FEW would doubt that the most important theological encounter for Christians today is with Islam. Prominent Anglicans have long been ahead of the game in this. The former missionary Sir Norman Anderson lectured in Islamic Law at Cambridge and at SOAS. Bishop Kenneth Cragg introduced Islam to a Christian readership in The Call of the Minaret (1956).

Today, the Cambridge Interfaith Programme runs courses and promotes research into Islam and other religions. The aim of such encounters is not theological agreement, but a respectful entering into a faith that is related historically to our own. Yet little of this percolates through to the average congregation. This is a shame, because the one thing a real encounter with a passionate believer from another faith should produce is a deeper understanding of one's own faith.

My first such meeting was when a young Muslim in a café in Mombasa presented me with a green-bound copy of the Qur'an in Swahili, and asked me whether I had ever felt that there was something missing from my life. His upfront approach reminded me of Evangelical Christianity.

As I reflected on our meeting, I realised that, for Christians, there is no option other than to recognise that the God proclaimed in the Qur'an is the one we call the Father of our Lord Jesus Christ. We are not talking about "other gods". Nor are we into a clash of civilisations. Thank God that British far-right campaigners realise that the contemporary Church offers zero support for a nationalist Christian agenda.

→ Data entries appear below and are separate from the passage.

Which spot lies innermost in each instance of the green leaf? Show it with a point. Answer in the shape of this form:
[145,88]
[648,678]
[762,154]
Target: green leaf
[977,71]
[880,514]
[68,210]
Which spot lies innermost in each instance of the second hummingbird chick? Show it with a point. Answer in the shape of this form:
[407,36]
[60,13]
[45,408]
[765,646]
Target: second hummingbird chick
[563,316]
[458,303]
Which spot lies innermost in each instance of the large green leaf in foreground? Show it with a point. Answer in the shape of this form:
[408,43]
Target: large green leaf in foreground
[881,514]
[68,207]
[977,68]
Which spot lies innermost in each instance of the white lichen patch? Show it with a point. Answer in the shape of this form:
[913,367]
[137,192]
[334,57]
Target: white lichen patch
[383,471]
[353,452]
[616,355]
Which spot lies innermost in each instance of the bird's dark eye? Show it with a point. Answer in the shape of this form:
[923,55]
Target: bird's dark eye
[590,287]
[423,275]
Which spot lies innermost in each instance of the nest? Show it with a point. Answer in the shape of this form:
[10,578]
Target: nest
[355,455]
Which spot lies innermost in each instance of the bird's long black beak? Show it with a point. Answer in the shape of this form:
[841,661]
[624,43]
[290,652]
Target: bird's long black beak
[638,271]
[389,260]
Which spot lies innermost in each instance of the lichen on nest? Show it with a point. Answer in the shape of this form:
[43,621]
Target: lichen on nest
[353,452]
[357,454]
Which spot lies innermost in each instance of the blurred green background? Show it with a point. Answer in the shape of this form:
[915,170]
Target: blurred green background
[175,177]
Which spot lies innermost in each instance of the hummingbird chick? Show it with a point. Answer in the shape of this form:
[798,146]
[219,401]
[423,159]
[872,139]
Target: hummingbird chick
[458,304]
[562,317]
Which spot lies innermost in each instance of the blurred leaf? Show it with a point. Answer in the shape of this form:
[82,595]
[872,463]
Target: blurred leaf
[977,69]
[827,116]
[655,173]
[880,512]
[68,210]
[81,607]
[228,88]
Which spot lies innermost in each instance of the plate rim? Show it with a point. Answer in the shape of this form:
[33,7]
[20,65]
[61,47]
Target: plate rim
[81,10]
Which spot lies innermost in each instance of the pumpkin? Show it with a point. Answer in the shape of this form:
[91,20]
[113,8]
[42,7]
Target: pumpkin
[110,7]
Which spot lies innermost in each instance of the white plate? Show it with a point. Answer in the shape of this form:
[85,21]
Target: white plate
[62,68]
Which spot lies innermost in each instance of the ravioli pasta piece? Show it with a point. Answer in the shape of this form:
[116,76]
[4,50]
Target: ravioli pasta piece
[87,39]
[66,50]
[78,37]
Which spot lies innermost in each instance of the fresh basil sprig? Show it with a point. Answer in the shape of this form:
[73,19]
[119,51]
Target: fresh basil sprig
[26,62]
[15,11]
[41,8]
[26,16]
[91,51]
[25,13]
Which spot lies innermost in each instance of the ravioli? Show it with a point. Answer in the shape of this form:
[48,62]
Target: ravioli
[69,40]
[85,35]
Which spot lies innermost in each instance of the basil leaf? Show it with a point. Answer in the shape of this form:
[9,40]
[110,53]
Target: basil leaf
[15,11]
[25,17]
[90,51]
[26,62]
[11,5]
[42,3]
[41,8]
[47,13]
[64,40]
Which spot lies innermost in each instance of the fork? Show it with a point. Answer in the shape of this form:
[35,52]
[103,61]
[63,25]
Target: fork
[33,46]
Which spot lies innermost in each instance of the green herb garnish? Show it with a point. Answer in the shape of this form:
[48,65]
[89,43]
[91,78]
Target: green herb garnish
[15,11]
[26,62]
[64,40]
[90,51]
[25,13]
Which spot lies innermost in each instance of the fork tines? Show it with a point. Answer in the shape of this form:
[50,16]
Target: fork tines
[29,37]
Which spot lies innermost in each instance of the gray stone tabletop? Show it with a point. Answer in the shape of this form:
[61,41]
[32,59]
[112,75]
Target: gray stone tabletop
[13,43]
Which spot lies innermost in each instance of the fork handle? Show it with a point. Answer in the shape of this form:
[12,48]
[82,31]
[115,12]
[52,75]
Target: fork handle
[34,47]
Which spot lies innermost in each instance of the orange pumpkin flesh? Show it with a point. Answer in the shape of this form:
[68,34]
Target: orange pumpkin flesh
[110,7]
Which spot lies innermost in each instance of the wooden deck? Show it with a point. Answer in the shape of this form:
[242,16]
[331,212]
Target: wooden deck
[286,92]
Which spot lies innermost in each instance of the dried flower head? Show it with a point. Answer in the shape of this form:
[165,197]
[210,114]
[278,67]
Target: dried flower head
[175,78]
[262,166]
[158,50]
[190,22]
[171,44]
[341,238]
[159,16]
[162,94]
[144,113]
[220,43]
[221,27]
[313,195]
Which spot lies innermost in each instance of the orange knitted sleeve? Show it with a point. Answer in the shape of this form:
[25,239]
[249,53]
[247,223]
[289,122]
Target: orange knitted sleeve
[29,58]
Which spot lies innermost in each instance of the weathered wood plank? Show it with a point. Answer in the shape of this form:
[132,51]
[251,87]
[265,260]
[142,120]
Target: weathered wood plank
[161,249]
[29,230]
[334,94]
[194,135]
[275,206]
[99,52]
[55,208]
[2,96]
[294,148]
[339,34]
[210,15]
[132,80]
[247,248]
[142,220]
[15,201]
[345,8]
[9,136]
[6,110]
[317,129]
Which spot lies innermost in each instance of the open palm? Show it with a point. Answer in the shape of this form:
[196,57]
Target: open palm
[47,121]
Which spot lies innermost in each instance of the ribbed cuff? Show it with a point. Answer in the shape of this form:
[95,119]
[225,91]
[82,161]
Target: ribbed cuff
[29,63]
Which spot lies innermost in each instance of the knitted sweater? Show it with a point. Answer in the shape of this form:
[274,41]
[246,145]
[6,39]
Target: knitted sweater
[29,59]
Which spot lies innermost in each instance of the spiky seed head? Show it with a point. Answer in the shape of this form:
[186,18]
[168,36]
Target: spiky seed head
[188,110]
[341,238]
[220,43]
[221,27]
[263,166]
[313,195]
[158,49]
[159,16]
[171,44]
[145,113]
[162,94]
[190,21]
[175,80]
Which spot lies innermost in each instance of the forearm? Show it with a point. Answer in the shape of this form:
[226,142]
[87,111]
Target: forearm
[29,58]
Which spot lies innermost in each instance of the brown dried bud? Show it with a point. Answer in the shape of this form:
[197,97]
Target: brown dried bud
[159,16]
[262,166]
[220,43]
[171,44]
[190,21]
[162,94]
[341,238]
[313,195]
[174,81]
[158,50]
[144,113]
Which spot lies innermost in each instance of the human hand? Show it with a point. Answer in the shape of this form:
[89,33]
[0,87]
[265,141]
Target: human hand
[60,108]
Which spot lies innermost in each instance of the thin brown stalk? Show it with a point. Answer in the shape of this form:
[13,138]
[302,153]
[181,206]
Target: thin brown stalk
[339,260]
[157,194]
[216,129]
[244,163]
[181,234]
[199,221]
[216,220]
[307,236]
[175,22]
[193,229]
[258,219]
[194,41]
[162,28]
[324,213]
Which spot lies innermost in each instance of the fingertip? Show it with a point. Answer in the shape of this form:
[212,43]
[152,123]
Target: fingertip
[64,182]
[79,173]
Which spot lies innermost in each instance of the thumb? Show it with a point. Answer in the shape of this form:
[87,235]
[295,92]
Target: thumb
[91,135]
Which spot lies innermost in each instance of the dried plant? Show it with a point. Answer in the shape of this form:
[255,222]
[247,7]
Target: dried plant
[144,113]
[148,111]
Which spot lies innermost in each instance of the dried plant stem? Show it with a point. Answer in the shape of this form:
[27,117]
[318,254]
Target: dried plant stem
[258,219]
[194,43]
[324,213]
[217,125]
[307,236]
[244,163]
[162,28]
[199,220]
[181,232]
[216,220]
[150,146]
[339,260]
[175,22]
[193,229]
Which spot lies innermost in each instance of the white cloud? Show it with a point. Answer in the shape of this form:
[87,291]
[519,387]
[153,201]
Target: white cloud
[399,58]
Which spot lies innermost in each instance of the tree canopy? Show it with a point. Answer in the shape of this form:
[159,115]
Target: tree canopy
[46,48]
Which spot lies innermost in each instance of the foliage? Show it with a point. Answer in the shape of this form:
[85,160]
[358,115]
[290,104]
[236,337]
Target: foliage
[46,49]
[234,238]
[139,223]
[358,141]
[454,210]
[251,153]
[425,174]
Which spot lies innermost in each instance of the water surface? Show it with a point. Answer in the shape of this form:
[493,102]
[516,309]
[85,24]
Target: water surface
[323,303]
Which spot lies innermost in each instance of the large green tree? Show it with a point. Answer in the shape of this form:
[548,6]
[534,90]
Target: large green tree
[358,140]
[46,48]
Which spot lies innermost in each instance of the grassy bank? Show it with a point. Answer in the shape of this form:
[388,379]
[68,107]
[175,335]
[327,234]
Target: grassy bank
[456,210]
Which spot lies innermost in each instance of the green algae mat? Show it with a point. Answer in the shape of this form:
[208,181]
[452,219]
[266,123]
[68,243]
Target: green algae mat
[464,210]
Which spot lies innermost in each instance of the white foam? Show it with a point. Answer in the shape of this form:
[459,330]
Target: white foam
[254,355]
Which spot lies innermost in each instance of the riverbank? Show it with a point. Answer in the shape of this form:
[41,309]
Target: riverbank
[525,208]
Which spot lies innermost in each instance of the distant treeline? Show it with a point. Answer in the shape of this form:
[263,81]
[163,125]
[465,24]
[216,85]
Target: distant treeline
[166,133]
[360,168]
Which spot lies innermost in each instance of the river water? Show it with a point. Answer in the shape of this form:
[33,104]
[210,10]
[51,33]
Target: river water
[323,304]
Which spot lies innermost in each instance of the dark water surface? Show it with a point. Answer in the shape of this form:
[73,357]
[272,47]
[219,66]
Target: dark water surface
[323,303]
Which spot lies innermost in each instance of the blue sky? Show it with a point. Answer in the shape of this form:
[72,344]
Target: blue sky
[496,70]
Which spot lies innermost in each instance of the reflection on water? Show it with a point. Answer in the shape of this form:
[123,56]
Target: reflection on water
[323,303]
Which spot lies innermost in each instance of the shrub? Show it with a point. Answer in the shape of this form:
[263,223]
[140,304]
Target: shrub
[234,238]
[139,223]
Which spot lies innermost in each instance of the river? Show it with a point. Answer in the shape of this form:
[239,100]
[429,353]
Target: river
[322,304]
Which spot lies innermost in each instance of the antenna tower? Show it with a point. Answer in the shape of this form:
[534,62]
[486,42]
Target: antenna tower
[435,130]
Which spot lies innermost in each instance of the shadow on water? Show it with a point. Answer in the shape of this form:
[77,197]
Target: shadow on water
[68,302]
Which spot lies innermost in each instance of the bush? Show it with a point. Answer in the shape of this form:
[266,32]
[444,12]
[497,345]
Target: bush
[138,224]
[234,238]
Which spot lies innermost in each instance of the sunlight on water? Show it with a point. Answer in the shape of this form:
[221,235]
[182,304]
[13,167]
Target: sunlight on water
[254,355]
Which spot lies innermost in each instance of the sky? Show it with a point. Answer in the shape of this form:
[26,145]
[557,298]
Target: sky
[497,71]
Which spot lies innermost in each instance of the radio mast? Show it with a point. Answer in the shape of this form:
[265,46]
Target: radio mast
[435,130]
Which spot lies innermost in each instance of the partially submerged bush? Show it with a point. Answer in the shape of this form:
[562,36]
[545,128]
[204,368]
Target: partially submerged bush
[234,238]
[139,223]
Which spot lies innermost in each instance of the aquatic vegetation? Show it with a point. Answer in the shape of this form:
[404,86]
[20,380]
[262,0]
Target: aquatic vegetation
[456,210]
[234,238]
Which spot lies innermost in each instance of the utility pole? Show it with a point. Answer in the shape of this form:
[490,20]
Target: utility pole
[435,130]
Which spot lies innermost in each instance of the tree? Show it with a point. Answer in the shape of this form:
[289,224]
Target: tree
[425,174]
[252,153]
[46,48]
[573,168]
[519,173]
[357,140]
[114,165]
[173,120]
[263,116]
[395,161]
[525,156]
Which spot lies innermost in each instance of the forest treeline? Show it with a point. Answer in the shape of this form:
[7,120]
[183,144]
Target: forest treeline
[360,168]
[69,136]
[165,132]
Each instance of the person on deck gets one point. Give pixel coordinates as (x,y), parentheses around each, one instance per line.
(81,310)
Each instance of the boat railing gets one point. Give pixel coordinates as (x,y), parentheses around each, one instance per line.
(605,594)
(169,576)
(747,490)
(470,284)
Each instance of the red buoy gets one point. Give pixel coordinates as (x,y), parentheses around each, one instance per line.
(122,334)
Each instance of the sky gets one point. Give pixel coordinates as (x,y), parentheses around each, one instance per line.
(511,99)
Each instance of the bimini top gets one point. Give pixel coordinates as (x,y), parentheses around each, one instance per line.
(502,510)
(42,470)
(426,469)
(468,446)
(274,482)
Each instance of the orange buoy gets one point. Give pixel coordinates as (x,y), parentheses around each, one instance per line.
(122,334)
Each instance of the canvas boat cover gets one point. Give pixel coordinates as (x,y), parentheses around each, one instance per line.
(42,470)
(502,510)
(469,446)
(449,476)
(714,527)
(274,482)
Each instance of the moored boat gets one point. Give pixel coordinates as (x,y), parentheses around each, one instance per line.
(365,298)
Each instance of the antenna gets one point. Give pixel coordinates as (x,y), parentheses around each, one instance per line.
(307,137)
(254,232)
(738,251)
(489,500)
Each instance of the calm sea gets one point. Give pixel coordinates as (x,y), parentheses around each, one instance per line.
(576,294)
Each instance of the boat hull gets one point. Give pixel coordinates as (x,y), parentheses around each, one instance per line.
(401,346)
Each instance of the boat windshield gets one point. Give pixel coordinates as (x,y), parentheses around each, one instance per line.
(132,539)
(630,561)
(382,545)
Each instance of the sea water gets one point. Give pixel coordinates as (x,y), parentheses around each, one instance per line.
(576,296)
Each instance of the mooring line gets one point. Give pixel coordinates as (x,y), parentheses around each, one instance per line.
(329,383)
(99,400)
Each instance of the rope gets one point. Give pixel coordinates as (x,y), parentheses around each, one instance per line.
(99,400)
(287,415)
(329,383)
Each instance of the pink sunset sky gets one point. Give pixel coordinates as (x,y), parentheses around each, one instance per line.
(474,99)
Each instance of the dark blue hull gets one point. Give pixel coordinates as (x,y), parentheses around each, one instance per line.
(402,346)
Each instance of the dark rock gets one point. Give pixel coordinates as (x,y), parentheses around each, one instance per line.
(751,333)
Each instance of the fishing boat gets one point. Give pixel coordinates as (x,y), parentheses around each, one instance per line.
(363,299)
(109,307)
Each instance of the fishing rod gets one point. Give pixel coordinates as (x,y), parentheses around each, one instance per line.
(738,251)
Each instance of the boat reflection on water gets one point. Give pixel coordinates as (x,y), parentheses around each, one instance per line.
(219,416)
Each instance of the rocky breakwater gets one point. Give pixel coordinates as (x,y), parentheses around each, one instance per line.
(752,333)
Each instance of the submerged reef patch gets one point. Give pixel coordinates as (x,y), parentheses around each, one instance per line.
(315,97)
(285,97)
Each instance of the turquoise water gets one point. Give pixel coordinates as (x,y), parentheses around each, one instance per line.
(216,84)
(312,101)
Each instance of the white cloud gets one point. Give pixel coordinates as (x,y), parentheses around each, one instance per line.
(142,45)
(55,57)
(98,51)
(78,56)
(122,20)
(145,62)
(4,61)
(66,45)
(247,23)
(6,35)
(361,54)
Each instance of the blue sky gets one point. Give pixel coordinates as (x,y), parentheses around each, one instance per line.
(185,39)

Christianity and Islam have been closely interlinked for centuries. We owe to Islamic translators our knowledge of Aristotle and the tradition of natural theology which Thomas Aquinas bequeathed to the West. What baffles me is why so few contemporary Christians are interested in theology. Why do eyes glaze over at the mention of the Trinity, and why are we faintly embarrassed by the Creed?

A deepening encounter with Islam could sharpen our understanding of our faith, at a time when it is in danger of dissolving into well-meaning moralism, tinged with sentimentality. Visits to Egypt over the years have taught me the spiritual potency of lay theology. I have debated fifth-century Christology with a Coptic Christian taxi-driver, whose grasp of what was at stake was superior to that of the ordinands I used to teach. This is because it really mattered - just as the content of their faith mattered to the driver's Muslim counterparts.

The Revd Angela Tilby is Diocesan Canon of Christ Church, Oxford, and Continuing Ministerial Development Adviser for Oxford diocese.